Here is the key part again:
What this essentially means, is he wants a negative definition for music. I.e. "Everything on this list is not-music, so everything left off of the list is music". Instead of a literal list of "not-music", a formula could be used to check if something would be on the list. It doesn't even have to return yes or no, it could return "percentage not-music", and anything over 10% might make cats scratch their eyes and ears out. Maybe 50% would be Cage music (jokes! :D)
It just so happens that this is exactly how we define prime numbers. There is no definitive list of prime numbers; only a list of "numbers with more than one non-one factors" (from which we can find the prime numbers out). That's why you will read about prime number searching - we actually have to seek them out. Prime number searching is the analogue of an algorithm to make all the music....!....except it's not. There are no prime number formulas that can generate all the prime numbers (I think it was proven, that with our current methods to be impossible to make such a formula). There are things like Mersenne primes, which have been generated by a formula, but even then, not every Mersenne number is a prime (there's actually very few generated this way, 47 so far to be exact out of tens of thousands of candidates).

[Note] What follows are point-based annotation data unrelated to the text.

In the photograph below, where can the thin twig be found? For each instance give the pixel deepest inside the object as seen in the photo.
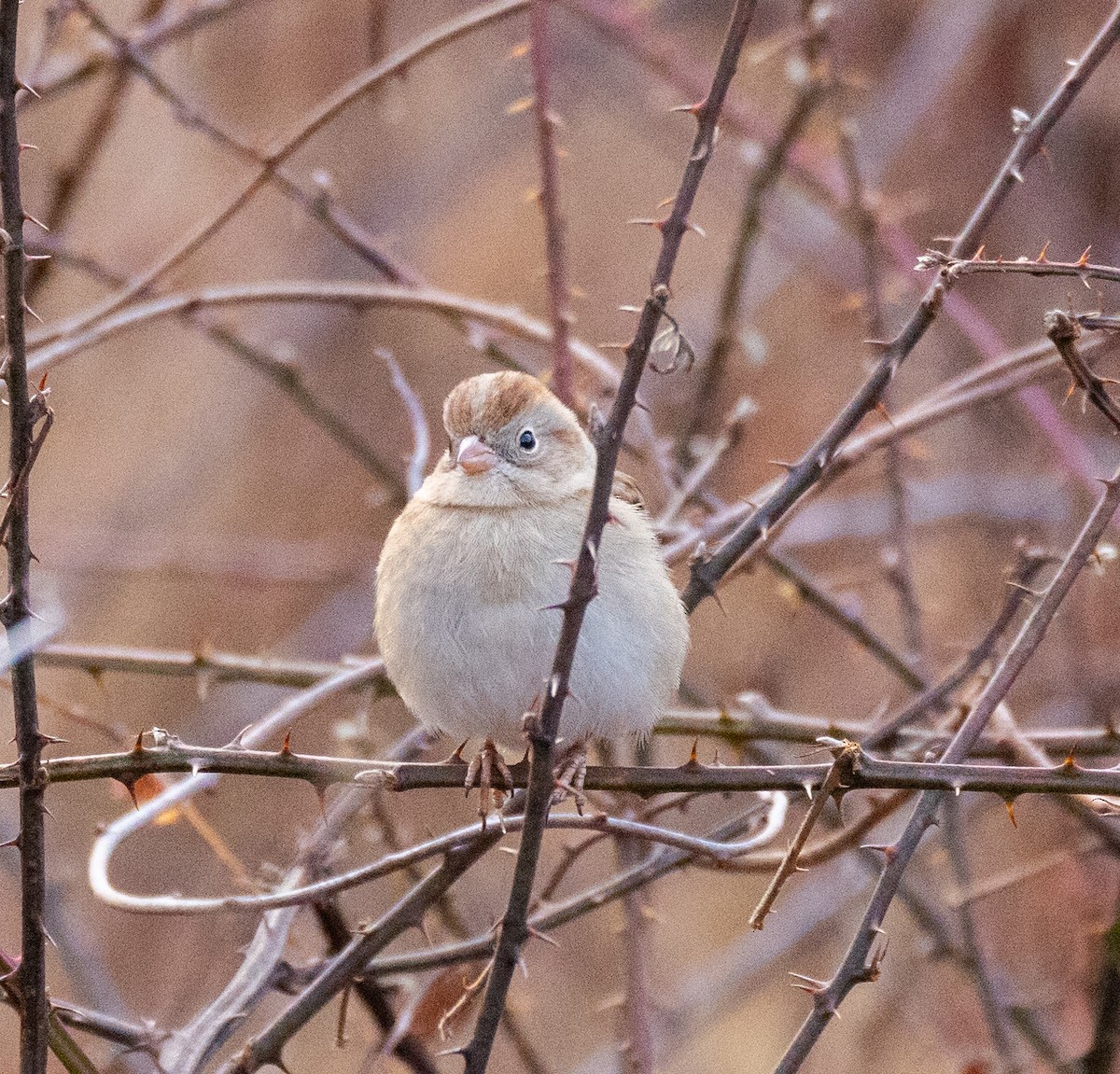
(763, 179)
(900, 560)
(951, 267)
(207, 664)
(608, 441)
(1002, 1033)
(76, 174)
(637, 1047)
(67, 72)
(16, 607)
(707, 574)
(266, 1046)
(869, 774)
(546, 123)
(283, 149)
(856, 968)
(1064, 333)
(837, 779)
(65, 1048)
(344, 292)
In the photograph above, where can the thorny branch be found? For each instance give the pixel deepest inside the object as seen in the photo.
(706, 574)
(608, 443)
(855, 968)
(547, 122)
(25, 410)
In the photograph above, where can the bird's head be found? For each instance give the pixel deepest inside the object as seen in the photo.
(511, 442)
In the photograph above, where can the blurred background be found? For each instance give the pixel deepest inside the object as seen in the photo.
(184, 501)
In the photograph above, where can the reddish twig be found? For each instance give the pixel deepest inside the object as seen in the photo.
(856, 968)
(706, 574)
(1064, 333)
(763, 179)
(953, 268)
(559, 295)
(608, 442)
(17, 604)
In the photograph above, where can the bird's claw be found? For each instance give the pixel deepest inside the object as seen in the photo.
(569, 774)
(481, 773)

The point of this excursion into prime numbers is to demonstrate that there are "spaces" (i.e. sets of all prime numbers, sets of all music) that are unable to be mapped positively (this would mean we have a formula that generates all the music, or all the prime numbers), and only can be mapped negatively (which means we have to sift through the list of "everything" to find something that is part of the "space" - we don't get an automatic list).
So, to answer your question, you can't generate a definitive positive formula for music, and we already have negative formulas - of which the rules of counterpoint in the Gradus, Serialism, are examples of. Just like how there are primes that are not Mersenne numbers, your negative formulas can usually only catch a certain amount of everything fitting your definition - you will need the combination of many negative formulas to flesh out the positive space (i.e. you will need many composition techniques and rules to make all the music).